Results and discussion

Polymer compatibility

Sodium polytungstate and vinegar are fully compatible with PP, PE, PS, and CA. Vinegar is also fully compatible with PA6 and PEST (Table 3). Both SPT and vinegar treatments resulted in poor ATR-FTIR matches for CR after the compatibility trials. Car tires are inherently heterogeneous, consisting of rubber, synthetic polymers, and fillers; and the crumb rubber was produced by the mechanical grinding of used tires. When untreated CR was searched through the in-house library, it only matched to a spectra of itself with an average match of 61.58% ± 2.48%. Itis likely neither the SPT nor vinegar that changed the spectrum of CR significantly, but rather the heterogeneous composition of the CR itself caused poor library matches. Crumb rubber is also black in color, making it difficult to obtain a clean spectrum using reflectance mode. The dark color causes lower amounts of radiation to reflect back to the detector, giving poor spectra [32]. In addition, PVC had a reduced ATR-FTIR match of 85.7% ± 3.77% and 76.5% ± 8.40% after treatment with SPT and vinegar, respectively. It is possible an additive such as calcium carbonate or phthalates leached from the PVC samples causing a lowered spectral match after treatment. The Wilcoxon signed rank test showed no significant differences in the before and after masses for any polymer in any treatment (p > 0.05).
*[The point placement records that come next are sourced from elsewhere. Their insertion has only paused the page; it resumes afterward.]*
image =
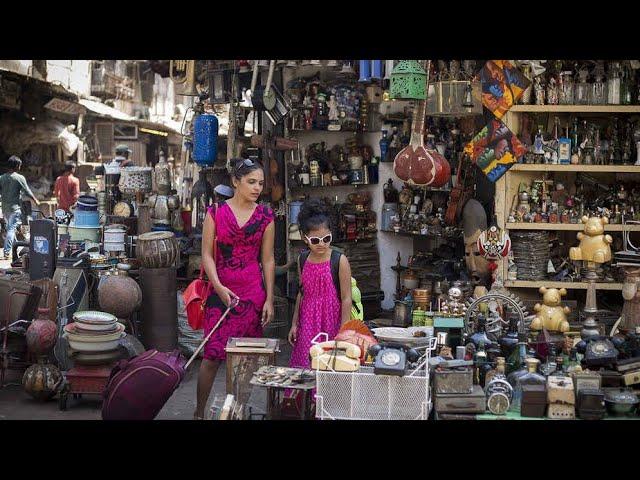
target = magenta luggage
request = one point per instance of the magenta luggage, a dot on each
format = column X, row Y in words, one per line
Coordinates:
column 138, row 388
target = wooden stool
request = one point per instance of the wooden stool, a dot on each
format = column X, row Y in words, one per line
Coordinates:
column 85, row 380
column 244, row 357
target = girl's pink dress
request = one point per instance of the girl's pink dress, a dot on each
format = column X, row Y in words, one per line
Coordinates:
column 320, row 310
column 238, row 266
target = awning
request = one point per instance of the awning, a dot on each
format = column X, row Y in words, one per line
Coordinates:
column 105, row 110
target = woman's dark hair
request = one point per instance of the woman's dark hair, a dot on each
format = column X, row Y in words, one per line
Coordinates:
column 314, row 214
column 14, row 162
column 241, row 167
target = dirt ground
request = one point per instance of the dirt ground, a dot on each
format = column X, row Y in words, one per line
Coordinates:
column 16, row 404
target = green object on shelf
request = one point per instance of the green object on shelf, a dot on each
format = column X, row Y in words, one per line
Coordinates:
column 448, row 322
column 408, row 81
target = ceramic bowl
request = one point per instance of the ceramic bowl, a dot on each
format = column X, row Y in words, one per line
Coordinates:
column 94, row 317
column 81, row 346
column 103, row 327
column 73, row 335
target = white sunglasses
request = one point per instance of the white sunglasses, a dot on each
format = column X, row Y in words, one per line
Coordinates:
column 317, row 240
Table 3 Compatibility of eight polymers with sodium polytungstate and household vinegar, shown as mean and one standard deviation in percent match to the polymer’s original ATR FTIR spectrum and percent mass change of the polymer. Results highlighted in green indicate compatibility with the chemical (> 90% ATR FTIR match or < 10% mass change), orange indicates compatibility with caution (ATR match 70 − 89.9% or 10 − 50% change in mass) and red indicates incompatibility with the chemical (ATR match < 70% or mass change > 50%)

Efficiency of vacuum

Natural, buoyant material present in environmental samples interferes with detection and identification of the synthetic polymers, so reducing it is a goal of effective sample preparation. Decaying plant matter contains intercellular space that is filled with gasses causing it to float in water. Bubbles trapped in diatom skeletons, which are abundant in deep-sea sediments, will also cause these natural materials to float. Applying a vacuum replaces the gas with water allowing cellulose or diatom skeletons, which are more dense than water, to sink [33]. Adding a vacuum step to the DSD procedure resulted in a visual decrease in the amount of natural material captured on the filter, though the difference was not statistically significant (t-value = -1.58, DF = 2, p value = 0.13; Fig. 3). In addition, the amount of material remaining was significantly less variable with the vacuum applied. The vacuum step can improve both accuracy and precision by reducing interfering particles and increasing reproducibility of material on the filter without the need of more harsh chemical cleanup techniques. The application of a strong vacuum is key to density separation, and this experiment suggests that 7.45 × 104 Pa is adequate. Further testing would be needed to determine the optimal vacuum for each sample type and more replicates would result in more power for statistical differences. Additional work to determine the ability of the vacuum to remove natural material is needed to fully determine the capability of the vacuum in reducing natural materials in a sample.

Fig. 3
figure 3

The mass of deep-sea sediment material that floated in the DSD after being processed with and without the application of a vacuum. Though not statistically significant (p = 0.13), visually more natural material floated without vacuum

Microplastic recovery using the density separation device

Details for all particles recovered from the six sediment replicates (3 spiked and 3 blank), can be found in Table S3. Images of all six filters show few to no visible particles > 100 μm in the blank sediment and numerous particles from the spiked sediment as expected (Fig. 4).

Fig. 4
figure 4

Images of particles on the gold filters from three replicates of non-spiked (Blank) and microplastic-spiked deep-sea sediment (Spiked) processed with the Density Separation Device (DSD). The identity of the polymers in the spiked images were color coded using Photoshop in the bottom row

The average recoveries of spiked fragments, regardless of original size at spiking, exceeded 78%, while the two fibers had recoveries lower than 26% (Table 4; Fig. 5). These recoveries indicate that the DSD is efficient at separating microplastic polymers of a range of densities (~ 0.9 g/mL PP to ~ 1.4 g/mL PVC) from fine sediment, but microfibers remain a challenge to extract or detect.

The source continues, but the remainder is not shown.